Augment Code’s pricing is unsustainable

[-]

grauenwolf@reddit (OP)

The user message model also isn’t sustainable for Augment Code as a business. For example, over the last 30 days, a user on our $250 Max plan has issued 335 requests per hour, every hour, for 30 days, and is approaching $15,000 per month in cost to Augment Code. This sort of use isn’t inherently bad, but as a business, we have to price our service in accordance with our costs.

[-]

grauenwolf@reddit (OP)

And keep in mind that newer models generally mean higher costs.

[-]

Mysterious-Rent7233@reddit

And keep in mind that newer models generally mean higher costs.

GPT 3 (Davinci) cost 0.02/1000 = $20.00 / M tokens

gpt-4-0125-preview = $10.00 / million

gpt-5: $1.25 / million

[-]

grauenwolf@reddit (OP)

Input price (per 1M)

GPT-4.1 $2.00

GPT-5 Chat $1.25

Output price (per 1M)

GPT-4.1 $8.00

GPT-5 Chat $10.00

https://langcopilot.com/gpt-4.1-vs-gpt-5-pricing

And as others have pointed out, the newer versions use far more tokens.

[-]

Mysterious-Rent7233@reddit

You are comparing the 2025 costs of two models released in 2025. Why?

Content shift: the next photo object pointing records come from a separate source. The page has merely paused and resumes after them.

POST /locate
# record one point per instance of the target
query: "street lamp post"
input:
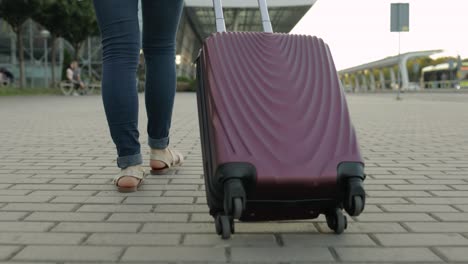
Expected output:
(45, 35)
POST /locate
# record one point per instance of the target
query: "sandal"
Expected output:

Are you just hoping that readers will be too dumb to notice?

We are asking about the pricing OVER TIME.

"When GPT-4 was released, it came with a high price—$60 per million tokens for output and $30 per million tokens for input.

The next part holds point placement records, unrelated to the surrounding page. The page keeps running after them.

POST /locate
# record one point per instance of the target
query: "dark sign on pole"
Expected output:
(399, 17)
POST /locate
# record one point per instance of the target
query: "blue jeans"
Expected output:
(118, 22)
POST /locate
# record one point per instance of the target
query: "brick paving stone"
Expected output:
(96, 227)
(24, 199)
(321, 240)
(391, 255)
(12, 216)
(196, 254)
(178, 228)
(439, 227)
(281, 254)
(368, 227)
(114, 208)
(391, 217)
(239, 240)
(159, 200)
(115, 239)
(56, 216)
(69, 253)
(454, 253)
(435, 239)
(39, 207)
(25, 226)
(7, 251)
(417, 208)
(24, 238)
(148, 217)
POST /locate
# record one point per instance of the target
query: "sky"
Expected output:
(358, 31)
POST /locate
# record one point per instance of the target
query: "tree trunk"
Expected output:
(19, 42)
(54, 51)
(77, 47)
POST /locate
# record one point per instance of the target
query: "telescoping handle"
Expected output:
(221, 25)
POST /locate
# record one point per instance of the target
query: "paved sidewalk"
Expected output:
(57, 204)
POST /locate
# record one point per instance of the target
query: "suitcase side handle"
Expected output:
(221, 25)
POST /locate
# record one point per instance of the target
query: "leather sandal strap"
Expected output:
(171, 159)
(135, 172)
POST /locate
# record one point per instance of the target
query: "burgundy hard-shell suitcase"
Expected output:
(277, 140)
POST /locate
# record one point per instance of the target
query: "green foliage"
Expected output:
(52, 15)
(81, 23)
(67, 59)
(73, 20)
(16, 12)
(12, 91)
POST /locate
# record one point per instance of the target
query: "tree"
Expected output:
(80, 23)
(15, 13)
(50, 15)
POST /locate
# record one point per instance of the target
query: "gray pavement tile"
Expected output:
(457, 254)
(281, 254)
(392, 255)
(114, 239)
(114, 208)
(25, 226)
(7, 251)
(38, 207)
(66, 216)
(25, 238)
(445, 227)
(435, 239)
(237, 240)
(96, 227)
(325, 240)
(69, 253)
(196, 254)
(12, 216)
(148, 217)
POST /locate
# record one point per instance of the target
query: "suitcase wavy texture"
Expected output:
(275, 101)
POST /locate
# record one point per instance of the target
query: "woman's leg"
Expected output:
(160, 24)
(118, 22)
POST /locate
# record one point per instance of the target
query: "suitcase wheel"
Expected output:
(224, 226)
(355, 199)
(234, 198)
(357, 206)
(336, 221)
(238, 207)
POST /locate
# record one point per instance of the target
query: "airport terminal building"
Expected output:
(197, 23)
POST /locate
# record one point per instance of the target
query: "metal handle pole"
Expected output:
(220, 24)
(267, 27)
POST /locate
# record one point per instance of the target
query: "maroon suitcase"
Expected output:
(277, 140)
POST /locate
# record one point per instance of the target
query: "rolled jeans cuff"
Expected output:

https://www.nebuly.com/blog/openai-gpt-4-api-pricing#:\~:text=March%202023:%20GPT%2D4%20Launch,2024:%20GPT%2D4o%20Price%20Cut

"Overall, both models (GPT-3.x and Embeddings) saw a 95% drop since December 2022!"

https://medium.com/@boredgeeksociety/openai-model-pricing-drops-by-95-3a31ab0e04e6

In general, I am fascinated what drives you to be so passionate about AI as to want to spread lies about it. Do you think that you're somehow going to defeat it in the marketplace by doing so? Does clouding your own understanding of the technology advance some actual goal you have?

I have many concerns about AI myself, but decided a few years ago that the best thing to do about that was to understand it deeply and therefore be able to make rational and knowledgable decisions about it.

[-]

grauenwolf@reddit (OP)

You are literally trying to tell us that prices are going down in response to an article about how prices are going up so much that they have to change their business model.

An actual costs were going down then companies like OpenAI would be shouting about it from the rooftops.

You are comparing the 2025 costs of two models released in 2025. Why?

To demonstrate that the new model is not more efficient than the old model in terms of price per token. I'm comparing two models, not the pricing subsidies of last year versus this year.

[-]

Mysterious-Rent7233@reddit

You are literally trying to tell us that prices are going down in response to an article about how prices are going up so much that they have to change their business model.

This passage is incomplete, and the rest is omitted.